In this guide, we will walkthrough how to build an incremental ETL data pipeline on the Databricks Lakehouse platform.
Futher details can be found here in this blogpost:
Your organization would like to understand and report on the total number of visitors each country receives.
The data comes from an operational database that tracks the number of visitors in a given district at a point in time. The database has been configured to enable Change Data Capture (CDC) transaction logs, which you ingest into your Lakehouse to clean and report on. The CDC logs include new visitor measurements inserted to the operational database, as well as updates and corrections to previously recorded measurements. Additionally, it is not guaranteed that each record is delivered only once with the source system potentially providing you duplicates within a log file (intra batch/window duplicates) as well as across files (inter-batch/window duplicates).
- A Databricks account
- A Databricks cluster
- Unity Catalog enabled
- attached with an Instance Profile with appropriate S3 privileges
Once the above pre-requisites have been met, please ensure you fill in the config-notebook with the necessary input configurations.
#Input AWS Configurations
# Omit the "s3://"
s3_bucket = '<bucket name>'
# This is just the path, do not repeat the bucket name.

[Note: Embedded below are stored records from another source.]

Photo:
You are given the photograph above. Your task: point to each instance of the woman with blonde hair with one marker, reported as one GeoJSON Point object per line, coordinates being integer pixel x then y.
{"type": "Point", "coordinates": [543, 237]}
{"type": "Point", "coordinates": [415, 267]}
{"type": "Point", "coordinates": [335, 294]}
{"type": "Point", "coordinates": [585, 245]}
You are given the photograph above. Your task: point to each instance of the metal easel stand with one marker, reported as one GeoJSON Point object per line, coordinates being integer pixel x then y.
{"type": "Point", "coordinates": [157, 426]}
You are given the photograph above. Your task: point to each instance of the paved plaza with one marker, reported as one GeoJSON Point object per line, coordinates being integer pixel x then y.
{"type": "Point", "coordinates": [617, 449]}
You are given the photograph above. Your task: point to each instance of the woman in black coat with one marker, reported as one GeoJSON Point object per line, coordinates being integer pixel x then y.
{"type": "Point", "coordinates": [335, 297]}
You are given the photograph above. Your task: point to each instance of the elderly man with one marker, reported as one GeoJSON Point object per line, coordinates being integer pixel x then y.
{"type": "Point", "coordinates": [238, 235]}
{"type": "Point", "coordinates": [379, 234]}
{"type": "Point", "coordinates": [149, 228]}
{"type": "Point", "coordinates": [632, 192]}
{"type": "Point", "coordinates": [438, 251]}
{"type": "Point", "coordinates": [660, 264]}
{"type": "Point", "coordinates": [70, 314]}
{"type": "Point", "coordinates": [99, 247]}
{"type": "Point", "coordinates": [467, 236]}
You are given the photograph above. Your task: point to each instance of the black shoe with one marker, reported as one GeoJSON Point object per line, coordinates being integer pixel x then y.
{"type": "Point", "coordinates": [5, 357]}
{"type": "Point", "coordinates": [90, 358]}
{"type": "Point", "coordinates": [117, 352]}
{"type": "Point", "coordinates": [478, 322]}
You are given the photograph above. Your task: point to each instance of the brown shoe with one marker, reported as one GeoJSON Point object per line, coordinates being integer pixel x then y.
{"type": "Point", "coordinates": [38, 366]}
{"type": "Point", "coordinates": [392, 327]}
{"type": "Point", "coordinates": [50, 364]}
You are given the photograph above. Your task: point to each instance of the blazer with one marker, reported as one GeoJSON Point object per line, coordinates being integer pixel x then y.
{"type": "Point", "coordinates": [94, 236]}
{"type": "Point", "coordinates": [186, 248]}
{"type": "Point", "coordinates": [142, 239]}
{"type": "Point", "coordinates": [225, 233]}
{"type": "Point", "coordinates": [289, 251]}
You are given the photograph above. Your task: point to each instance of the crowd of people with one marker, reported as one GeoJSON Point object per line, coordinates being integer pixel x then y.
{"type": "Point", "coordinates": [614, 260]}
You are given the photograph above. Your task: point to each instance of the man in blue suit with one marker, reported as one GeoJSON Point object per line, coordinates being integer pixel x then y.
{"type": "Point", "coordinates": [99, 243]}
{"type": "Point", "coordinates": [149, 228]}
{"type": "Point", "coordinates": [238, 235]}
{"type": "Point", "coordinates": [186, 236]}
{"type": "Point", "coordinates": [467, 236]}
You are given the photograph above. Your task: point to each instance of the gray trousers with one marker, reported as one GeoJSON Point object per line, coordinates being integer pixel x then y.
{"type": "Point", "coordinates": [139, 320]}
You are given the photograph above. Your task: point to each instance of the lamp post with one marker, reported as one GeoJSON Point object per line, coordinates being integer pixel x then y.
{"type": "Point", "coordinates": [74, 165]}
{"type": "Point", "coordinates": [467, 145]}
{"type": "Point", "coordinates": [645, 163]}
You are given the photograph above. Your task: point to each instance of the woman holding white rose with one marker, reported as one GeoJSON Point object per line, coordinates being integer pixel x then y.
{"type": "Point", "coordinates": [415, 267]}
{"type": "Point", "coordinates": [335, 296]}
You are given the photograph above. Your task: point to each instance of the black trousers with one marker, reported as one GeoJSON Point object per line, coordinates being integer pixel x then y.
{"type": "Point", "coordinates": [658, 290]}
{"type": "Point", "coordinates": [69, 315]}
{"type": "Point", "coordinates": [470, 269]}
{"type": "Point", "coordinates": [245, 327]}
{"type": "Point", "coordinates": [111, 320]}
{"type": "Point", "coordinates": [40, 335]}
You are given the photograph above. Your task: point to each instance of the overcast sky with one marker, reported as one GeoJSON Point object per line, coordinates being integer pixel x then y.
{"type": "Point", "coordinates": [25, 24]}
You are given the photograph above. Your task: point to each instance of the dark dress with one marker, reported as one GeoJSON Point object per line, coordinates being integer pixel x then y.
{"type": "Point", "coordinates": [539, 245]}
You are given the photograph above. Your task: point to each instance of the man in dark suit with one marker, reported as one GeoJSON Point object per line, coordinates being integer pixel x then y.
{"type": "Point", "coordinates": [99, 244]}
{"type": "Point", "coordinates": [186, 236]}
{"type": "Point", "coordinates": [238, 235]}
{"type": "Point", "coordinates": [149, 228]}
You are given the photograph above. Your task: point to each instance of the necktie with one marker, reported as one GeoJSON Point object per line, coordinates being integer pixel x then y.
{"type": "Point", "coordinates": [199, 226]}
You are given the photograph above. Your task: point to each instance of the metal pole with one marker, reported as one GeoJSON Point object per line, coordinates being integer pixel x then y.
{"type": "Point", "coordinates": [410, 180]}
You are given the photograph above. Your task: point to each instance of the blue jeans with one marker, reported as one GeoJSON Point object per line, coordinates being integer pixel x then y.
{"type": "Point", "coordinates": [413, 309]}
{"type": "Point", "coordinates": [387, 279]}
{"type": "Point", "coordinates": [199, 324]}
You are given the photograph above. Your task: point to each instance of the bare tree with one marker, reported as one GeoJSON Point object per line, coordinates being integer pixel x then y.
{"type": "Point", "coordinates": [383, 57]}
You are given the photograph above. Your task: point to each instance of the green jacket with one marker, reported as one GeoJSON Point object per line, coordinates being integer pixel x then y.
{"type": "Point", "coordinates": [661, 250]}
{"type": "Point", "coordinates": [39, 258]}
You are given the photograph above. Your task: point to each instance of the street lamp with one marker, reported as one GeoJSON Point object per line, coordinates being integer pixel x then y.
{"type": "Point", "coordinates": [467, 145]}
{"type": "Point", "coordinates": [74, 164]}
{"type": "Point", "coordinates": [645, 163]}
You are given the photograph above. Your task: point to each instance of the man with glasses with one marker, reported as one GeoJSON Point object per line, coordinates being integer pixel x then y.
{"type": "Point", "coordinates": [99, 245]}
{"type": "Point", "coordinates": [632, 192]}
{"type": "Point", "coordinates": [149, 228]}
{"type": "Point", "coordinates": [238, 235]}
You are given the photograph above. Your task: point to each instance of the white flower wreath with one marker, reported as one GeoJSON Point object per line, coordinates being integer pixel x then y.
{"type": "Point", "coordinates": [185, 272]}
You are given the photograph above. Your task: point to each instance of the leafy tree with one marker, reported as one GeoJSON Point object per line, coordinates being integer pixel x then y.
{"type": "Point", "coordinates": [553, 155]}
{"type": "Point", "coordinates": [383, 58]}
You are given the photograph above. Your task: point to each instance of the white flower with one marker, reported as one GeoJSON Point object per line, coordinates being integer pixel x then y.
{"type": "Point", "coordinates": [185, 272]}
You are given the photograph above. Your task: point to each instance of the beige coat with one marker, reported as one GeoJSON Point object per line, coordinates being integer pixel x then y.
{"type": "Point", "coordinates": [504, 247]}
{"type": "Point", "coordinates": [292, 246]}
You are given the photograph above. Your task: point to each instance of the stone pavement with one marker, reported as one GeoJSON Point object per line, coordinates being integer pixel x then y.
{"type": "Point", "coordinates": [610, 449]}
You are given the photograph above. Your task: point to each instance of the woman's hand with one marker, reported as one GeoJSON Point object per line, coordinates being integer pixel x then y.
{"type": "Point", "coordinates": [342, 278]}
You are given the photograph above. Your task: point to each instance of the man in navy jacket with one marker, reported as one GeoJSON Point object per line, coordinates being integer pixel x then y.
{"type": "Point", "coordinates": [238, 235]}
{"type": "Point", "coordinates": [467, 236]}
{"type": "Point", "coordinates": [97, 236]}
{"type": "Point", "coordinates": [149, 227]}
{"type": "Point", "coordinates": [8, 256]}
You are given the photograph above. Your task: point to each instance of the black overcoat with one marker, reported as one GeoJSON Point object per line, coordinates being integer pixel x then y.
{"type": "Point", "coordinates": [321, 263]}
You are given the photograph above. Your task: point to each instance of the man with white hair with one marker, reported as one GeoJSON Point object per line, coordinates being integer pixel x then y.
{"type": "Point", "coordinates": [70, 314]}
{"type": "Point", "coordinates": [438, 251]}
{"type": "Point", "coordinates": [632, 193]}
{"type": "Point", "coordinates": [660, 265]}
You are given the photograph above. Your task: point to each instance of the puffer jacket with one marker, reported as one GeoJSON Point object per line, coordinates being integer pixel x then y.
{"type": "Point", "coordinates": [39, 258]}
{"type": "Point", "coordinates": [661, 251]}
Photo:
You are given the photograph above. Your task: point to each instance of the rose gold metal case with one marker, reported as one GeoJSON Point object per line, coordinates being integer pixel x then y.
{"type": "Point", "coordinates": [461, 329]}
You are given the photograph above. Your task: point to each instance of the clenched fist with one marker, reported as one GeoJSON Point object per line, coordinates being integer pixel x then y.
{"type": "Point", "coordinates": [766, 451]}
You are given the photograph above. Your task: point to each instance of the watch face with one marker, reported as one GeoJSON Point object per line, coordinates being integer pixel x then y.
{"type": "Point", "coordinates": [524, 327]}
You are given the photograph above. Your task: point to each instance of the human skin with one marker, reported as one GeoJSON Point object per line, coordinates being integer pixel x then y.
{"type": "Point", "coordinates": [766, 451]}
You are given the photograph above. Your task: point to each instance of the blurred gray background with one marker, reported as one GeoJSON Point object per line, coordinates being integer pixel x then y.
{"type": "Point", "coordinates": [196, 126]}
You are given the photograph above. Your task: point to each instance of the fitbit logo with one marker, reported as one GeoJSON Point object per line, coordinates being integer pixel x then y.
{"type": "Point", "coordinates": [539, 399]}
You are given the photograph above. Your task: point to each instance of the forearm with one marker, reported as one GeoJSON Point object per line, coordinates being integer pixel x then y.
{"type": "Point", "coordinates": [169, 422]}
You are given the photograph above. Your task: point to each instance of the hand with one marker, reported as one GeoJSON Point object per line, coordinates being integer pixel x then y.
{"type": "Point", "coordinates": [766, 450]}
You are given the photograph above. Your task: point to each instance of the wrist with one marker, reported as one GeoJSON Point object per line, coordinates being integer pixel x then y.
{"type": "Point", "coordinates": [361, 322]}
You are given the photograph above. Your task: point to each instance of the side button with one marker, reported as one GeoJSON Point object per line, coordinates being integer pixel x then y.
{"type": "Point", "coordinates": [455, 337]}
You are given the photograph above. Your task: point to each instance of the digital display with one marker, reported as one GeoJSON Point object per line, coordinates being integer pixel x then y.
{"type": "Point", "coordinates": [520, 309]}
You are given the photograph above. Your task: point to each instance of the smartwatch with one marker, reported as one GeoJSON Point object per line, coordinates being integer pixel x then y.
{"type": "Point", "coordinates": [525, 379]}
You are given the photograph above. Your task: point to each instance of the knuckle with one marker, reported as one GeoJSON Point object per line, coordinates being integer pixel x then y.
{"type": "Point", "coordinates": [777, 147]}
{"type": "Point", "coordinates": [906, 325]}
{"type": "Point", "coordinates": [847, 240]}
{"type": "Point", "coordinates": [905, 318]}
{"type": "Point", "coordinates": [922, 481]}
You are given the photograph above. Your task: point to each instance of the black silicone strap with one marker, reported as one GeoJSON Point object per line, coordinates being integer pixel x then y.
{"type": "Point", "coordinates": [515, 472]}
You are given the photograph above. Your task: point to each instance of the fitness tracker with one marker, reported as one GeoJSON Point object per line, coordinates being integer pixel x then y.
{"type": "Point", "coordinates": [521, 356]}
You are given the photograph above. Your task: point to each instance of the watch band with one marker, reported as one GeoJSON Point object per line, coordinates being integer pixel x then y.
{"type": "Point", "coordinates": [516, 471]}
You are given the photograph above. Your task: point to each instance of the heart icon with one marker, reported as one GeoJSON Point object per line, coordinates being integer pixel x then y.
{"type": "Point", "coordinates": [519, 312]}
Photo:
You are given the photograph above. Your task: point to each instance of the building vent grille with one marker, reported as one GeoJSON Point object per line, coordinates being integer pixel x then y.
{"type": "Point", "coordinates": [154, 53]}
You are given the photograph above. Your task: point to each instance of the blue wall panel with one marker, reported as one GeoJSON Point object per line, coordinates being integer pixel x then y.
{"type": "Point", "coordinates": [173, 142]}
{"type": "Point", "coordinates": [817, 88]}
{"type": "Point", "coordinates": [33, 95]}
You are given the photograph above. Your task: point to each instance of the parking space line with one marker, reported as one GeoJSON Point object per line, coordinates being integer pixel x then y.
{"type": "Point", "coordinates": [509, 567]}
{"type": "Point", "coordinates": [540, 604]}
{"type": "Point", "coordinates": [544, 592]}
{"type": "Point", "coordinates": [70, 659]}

# Ensure path does not begin with a "/"
s3_parent_key = '<parent key>'
#Input Unity Catalog Configurations
#Note: Ensure database does not have any objects you need persisted
#This Demo notebook will perform a DROP CASCADE on the database
catalog_name = '<catalog name>'
database_name = '<database name>'
table_name = '<table name suffix>'
For more details on these parameters, please refer to the below table:
| Parameter Name | Data Type | Description | Example Value |
|---|---|---|---|
| s3_bucket | String | Name of the S3 Bucket where sample data files will be written into. Omit the "s3://". | databricks-incremental-etl-demo-bucket |
| s3_parent_key | String | Name of the S3 Prefix within the bucket where files will be created under. Ensure it does not begin with "/" | incremental-etl/demo/ |
| catalog_name | String | Name of the Unity Catalog catalog name. This can be an existing or new catalog name. | databricks-demo-catalog |
| database_name | String | Name of the Unity Catalog database name. Please ensure this is a new database or one where you don't need the objects persisted. | incremental-etl-db |
| table_name | String | Name of the suffix used for the table names. "Bronze_", "Silver_" and "Gold_" will be automatically added in as prefixes in the notebooks. | visitor_tbl |
Once the config-notebook has been filled with the neccessary input configurations, you need only to run the demo-notebook which will make calls to the other notebooks.
The notebook will generate the necessary data sets and write them to the configured S3 location.
You can also have a look at the sample data file under the /data/ folder in the repository.